Und wie etablieren wir nun ein solches drittes, eigenständiges Lager? Aufgabe der Jungen Liberalen muss es sein, den Zeitgeist zu bestimmen und wieder Avantgarde zu werden: Vier Punkte möchte ich dafür stellverstretend nennen: 

  1. Raus aus der Filterblase. Politik muss dort stattfinden, wo Menschen leben – in Vereinen, Subkulturen, Online-Communities. Wir brauchen Strategien, um in Zielgruppen jenseits klassischer Politik – etwa Fitness, Bildung, Gaming – präsent zu sein und liberale Werte dort zu verankern, wo Vorbilder entstehen. 
  2. Das Internet zurückerobern. Debatten werden auch online gewonnen – oder verloren. Jedes Mitglied sollte befähigt werden, als Markenbotschafter aufzutreten. Regelmäßige Schulungen mit Influencern können Reichweite aufbauen und die liberale Stimme stärken. 

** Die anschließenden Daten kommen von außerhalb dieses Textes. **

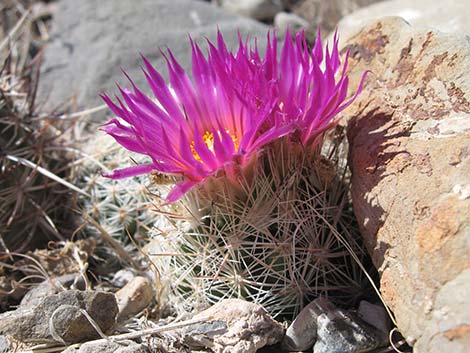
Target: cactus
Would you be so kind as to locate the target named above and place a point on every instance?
(122, 208)
(34, 195)
(279, 242)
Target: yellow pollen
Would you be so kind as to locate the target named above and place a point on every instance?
(208, 139)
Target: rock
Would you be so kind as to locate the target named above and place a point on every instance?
(122, 277)
(58, 317)
(6, 345)
(449, 16)
(449, 327)
(409, 140)
(134, 297)
(375, 315)
(61, 260)
(52, 286)
(92, 41)
(302, 332)
(342, 332)
(262, 10)
(109, 347)
(295, 23)
(234, 326)
(326, 14)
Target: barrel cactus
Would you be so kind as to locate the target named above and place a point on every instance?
(261, 203)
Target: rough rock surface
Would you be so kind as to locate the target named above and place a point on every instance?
(285, 20)
(92, 41)
(326, 14)
(302, 332)
(234, 326)
(446, 16)
(341, 332)
(410, 159)
(134, 297)
(109, 347)
(374, 315)
(58, 317)
(329, 329)
(52, 286)
(262, 10)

  3. Grundlagenwissen vermitteln. Die Idee der Freiheit fußt auf Denkern wie Mill oder Hayek. Politische Bildung muss Kernaufgabe sein. Wer seine Werte kennt, argumentiert überzeugend, bleibt standfest und trägt die Idee langfristig weiter. 
  4. Moderne Strukturen schaffen. Unsere Organisation wirkt oft wie aus den 1970ern. Wir sollten vorleben, was wir von der FDP erwarten: Optionale Doppelspitze, zeitgemäße Vorstandsarbeit, bessere Wissensbündelung. 

Die Aufgabe einer liberalen Jugendorganisation geht heute also weit über das Antreiben der Mutterpartei hinaus. Meine Vision ist eine Jugendorganisation, die sich nicht nur im tagespolitischen Taktieren verliert, sondern die Idee der Freiheit strategisch und langfristig in unserer Gesellschaft verankert. Einer FDP, welche bei den großen Zukunftsfragen unserer Zeit gestalterischen Willen an den Tag legt und Menschen für Reformen begeistert. Mein Ziel ist nicht nur, dass die FDP 2029 wieder in den Bundestag einzieht – ich will, dass die Idee der Freiheit auch 2045 in den Herzen und Köpfen der Menschen weiterlebt.